Differences in blood oxygen saturation between the right atrium and the right ventricle may occur with a ventricular septal defect, which causes a left-to-right shunt. Taking into account the cardiac output, the amount of blood shunted can be calculated. In the presence of acquired and congenital defects, the question of the tactics and nature of surgical treatment is decided. Currently, in patients with certain defects, such as mitral stenosis, surgery is sometimes performed taking into account echocardiography data without catheterization. In patients with stenosis of the valve openings, valvuloplasty with a balloon is sometimes performed instead of surgery.

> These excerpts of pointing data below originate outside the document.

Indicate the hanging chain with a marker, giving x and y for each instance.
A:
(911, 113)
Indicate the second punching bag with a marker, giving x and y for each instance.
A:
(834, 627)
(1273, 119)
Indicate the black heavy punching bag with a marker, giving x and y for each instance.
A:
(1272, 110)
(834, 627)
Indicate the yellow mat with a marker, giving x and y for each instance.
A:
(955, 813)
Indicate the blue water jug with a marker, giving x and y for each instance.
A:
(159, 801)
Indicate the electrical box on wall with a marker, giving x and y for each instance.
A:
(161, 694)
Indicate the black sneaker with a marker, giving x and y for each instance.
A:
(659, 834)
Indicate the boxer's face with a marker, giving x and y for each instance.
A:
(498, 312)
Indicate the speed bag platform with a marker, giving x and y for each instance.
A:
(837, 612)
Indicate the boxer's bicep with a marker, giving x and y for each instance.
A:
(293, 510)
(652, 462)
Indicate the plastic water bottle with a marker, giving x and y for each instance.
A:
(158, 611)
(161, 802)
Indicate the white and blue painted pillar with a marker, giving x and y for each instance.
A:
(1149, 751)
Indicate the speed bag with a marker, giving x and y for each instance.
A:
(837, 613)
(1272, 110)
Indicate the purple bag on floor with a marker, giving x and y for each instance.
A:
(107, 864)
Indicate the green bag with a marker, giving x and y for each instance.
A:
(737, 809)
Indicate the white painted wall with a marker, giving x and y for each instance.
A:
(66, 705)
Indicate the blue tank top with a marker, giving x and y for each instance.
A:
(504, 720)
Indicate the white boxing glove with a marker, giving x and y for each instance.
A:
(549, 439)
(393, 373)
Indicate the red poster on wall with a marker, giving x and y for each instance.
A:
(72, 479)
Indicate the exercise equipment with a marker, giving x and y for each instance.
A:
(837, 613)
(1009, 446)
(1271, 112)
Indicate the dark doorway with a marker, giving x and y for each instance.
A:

Long-term catheterization of the right heart and pulmonary artery using a floating balloon catheter (Swan-Ganz catheter) is performed for several hours to a day. In this case, pressure in the pulmonary artery and right atrium is monitored. Indications for such a study with a balloon catheter are the occurrence of cardiogenic or other shock, postoperative monitoring of patients with severe cardiac pathology, as well as patients who require correction of the amount of fluid and central hemodynamics. This study is important in the differential diagnosis of pulmonary edema of cardiac and non-cardiac origin, in rupture of the interventricular septum, papillary muscle rupture, acute myocardial infarction and assessment of hypotension that does not change with fluid administration.

During cardiac catheterization, it is also possible to perform endomyocardial biopsy of the left or right ventricle tissue. Reliable results can only be obtained if tissue from 5-6 different areas of the myocardium is examined. This intervention is important for diagnosing rejection of a transplanted heart. In addition, it can be used to diagnose congestive cardiomyopathy and differentiate it from myocarditis (inflammatory lesion of the myocardium), as well as to recognize infiltrative processes in the myocardium, such as hemochromatosis, amyloidosis.

Currently, there is a constant improvement in cardiac examination techniques using, for example, nuclear magnetic resonance, etc., in order to replace invasive intervention (cardiac catheterization) with non-invasive examination in many cases. An example of this is subtraction digital angiography, which involves the introduction of a contrast agent into a vein (without catheterization) followed by an X-ray examination, the data of which are computer processed, resulting in a conventional X-ray coronary angiogram and an assessment of the morphological state of the coronary arteries. Intracardiac cardioscopy is fundamentally possible and is already being performed, which also allows for a direct visual assessment of morphological changes in the heart.